Wilson quickly names two moments on The Harmony Codex where he takes pride in his vocal performance. “‘Economies of Scale’ is, for me, quite soulful. And on ‘Inclination’ the way the voice comes in is quite startling: the instruments come in, then the song fades to complete silence, and then my voice comes out of nowhere, a cappella. I would never have been brave enough to do that before. Even at my age, I’m still gaining confidence.”

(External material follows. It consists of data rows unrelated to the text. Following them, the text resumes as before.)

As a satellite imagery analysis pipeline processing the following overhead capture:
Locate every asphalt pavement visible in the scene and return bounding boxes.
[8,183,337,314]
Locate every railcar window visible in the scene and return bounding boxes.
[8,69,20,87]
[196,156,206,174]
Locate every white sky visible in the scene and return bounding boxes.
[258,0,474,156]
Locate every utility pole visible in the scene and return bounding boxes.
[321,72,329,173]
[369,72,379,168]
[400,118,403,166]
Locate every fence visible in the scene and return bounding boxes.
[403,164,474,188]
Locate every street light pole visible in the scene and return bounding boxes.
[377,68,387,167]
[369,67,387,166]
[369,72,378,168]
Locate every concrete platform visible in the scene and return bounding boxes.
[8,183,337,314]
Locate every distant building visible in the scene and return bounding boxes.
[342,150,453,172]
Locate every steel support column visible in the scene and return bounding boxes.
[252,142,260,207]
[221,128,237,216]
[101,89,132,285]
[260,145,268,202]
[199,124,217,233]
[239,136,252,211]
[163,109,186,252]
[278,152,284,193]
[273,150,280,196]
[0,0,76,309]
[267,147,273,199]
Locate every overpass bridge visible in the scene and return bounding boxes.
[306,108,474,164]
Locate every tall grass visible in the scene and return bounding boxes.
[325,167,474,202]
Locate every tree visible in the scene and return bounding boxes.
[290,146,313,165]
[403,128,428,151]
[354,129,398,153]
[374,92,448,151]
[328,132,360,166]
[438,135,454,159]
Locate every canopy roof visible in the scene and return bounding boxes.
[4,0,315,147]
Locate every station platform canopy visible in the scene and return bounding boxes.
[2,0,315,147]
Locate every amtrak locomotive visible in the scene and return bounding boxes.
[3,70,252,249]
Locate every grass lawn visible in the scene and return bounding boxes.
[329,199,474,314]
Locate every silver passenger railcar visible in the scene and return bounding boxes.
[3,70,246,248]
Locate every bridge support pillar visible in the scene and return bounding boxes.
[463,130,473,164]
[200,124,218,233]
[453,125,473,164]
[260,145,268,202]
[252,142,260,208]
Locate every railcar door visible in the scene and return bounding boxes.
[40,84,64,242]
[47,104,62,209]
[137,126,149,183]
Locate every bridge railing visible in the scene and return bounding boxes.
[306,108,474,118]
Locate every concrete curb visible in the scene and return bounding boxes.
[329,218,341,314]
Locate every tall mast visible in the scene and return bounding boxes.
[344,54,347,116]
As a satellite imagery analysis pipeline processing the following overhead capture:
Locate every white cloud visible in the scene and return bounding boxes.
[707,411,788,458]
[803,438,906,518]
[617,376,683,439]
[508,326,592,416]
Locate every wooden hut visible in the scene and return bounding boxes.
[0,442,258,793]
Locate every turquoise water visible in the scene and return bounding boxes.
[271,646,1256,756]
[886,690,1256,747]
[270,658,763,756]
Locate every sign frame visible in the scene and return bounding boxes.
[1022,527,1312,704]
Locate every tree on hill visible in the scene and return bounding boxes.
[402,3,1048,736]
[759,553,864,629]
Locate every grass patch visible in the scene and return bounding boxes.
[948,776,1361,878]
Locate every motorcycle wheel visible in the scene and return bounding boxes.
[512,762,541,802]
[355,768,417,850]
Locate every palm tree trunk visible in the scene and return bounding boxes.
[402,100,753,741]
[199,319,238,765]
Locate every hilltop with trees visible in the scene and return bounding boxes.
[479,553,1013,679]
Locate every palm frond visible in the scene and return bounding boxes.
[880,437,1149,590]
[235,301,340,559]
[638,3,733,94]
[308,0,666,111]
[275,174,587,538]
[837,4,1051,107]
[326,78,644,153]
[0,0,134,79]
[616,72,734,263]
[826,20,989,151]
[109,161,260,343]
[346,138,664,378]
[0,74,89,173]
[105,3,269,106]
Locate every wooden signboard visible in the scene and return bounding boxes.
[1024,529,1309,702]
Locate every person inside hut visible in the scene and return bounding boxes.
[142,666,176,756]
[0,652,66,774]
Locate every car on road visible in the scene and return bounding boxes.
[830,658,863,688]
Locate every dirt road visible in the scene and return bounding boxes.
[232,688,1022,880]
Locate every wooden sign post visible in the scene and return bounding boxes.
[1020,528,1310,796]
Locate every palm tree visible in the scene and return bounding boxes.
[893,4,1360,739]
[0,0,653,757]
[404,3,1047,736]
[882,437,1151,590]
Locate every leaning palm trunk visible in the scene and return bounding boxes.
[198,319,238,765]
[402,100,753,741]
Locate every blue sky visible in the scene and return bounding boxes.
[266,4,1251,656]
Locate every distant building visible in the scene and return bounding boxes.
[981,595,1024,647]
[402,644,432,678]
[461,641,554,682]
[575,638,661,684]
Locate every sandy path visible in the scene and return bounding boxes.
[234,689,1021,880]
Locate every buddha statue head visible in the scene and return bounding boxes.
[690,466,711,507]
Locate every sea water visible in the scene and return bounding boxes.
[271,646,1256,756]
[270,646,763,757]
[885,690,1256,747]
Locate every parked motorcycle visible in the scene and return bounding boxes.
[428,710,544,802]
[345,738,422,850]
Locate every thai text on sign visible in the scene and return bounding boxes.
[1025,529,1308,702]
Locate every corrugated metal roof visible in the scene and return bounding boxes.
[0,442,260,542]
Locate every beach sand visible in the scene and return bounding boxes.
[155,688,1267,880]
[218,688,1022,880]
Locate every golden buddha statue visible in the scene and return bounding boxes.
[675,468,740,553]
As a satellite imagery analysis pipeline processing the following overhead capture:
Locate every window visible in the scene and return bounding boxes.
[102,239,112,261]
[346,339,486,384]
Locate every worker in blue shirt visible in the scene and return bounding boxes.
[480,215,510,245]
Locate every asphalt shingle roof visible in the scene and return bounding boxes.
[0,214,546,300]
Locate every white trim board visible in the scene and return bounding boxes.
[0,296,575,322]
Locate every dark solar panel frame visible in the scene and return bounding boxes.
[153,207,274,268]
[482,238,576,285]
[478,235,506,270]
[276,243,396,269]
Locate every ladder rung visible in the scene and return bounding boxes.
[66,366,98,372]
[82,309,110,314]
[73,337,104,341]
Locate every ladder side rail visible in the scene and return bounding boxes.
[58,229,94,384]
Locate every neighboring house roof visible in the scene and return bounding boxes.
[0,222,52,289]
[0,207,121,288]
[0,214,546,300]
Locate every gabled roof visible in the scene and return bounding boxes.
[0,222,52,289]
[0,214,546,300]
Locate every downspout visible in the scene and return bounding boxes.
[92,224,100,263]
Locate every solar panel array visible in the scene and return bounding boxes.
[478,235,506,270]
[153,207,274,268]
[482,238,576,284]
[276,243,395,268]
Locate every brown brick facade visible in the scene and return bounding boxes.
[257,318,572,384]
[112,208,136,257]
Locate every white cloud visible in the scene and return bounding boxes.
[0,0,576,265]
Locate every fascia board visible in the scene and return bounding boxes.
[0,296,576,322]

It all comes back to that infinite staircase. The Harmony Codex contains the grand conceptual ambitions that have made Wilson a cult musical icon, and it would be easy to spin the record as a kind of career-summative achievement. Undoubtedly, many will receive it that way; to my ears, it ranks among his best solo albums. But his phrase “gaining confidence” indicates an ongoing process without a definitive end. Wilson may have a heightened awareness that time is running out as he sings on The Harmony Codex. This music, though, sounds like the product of someone who intends to go on reinventing himself, the clock be damned.